Lie yourself to sleep
Maybe you're not running six-minute miles or toning your core like an instagram fitness model. But, regardless of what you're actually doing in the gym, believing that you're pushing your body to its limits could help you fall into a deeper sleep than usual. In the same study that said it's cool to get sweaty 90 minutes before bed, participants who perceived their workouts as being really hard exhibited increased deep sleep. Participants who reported lower levels of self-perceived exertion did not get the same deep-sleep upgrade. Sleeping is believing.
Get fit, get sleep
Exercise probably improves sleep for a number of reasons — the biological mechanisms underlying the relationship aren't fully understood yet. But the literature suggests that working out is beneficial to sleep in large part because it enhances fitness and protects against metabolic disease. For one thing, the link between exercise and sleep bears out more consistently for regular exercise than one-time workouts. This suggests that the longer-term health effects of exercise are the driving factor behind resulting sleep changes. Exercise also appears to affect sleep the most for people who aren't in great shape. In one study, participants had to complete a 15-week exercise regimen. The only participants who exhibited markedly changed sleep patterns were those who'd been classified as overweight or obese at the outset of the study and shed weight during it.
If you're already in great shape, more exercise probably won't help you sleep
(Take a closer look at your diet instead.) Athletes aren't immune to sleep problems. But they're less likely than other people to reap the rest-enhancing benefits of exercise. This is probably because they're already working out at maximum capacity. If the uber-fit can't sleep because, let's say, they're dealing with performance anxiety or jet lag from non-stop travel, ramping up their training schedule probably isn't the answer.

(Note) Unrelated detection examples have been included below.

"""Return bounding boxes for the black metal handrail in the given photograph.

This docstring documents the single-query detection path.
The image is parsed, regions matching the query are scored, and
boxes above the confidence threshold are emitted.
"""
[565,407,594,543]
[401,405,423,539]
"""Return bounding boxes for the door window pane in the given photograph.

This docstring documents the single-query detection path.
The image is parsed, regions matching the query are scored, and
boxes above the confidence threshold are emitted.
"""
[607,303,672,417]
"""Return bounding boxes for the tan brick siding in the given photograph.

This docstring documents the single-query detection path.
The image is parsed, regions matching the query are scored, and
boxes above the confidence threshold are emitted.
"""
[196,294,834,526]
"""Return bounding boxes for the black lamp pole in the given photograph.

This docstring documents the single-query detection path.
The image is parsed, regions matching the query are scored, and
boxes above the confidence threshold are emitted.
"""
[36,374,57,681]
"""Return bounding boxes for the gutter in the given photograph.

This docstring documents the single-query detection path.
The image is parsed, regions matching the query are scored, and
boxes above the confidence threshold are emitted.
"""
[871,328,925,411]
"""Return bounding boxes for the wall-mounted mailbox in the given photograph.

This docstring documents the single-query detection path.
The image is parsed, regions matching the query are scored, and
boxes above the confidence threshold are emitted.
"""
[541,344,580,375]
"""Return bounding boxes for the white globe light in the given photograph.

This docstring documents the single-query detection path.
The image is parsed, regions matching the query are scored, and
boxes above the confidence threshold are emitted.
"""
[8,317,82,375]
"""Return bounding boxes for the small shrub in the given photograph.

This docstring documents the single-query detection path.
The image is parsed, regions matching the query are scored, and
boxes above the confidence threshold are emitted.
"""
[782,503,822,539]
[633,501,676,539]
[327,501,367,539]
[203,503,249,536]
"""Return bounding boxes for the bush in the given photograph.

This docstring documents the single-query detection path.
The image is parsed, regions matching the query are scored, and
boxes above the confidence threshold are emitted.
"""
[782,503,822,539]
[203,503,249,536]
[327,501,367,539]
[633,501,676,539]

Instead, poorly slept athletes could try changing their diets by increasing their protein intake, avoiding high-fat foods and eating tryptophan-rich foods like pumpkin seeds.
Exercise might make the biggest difference for older people
Exercise doesn't have the same impact on sleep for young and middle-aged adults as it does for mature adults. Studies on older adults have linked both routine exercise regimens and single, intense workout sessions to improved sleep. Age and sex, researchers surmise, changes the way exercise and sleep interact.
The mind matters, too
Yes, physical fitness is a big factor in the exercise-sleep link. But the mental effects of exercise also seem to play a role. In one study on older adults, both intense aerobic exercise and mind-body exercise (yoga, Tai Chi) lead to improved objective sleep, as measured by actigraphy trackers (e.g., fitbit). But participants in the mind-body group reported significant improvements in sleep, mood and mental health. The aerobic exercisers didn't. The emphasis on relaxation and emotional regulation in mind-body exercise might make it especially useful for people whose sleep issues are rooted in anxiety. And combining mind-body, aerobic and strength training might make exercise a particularly effective weapon against poor sleep.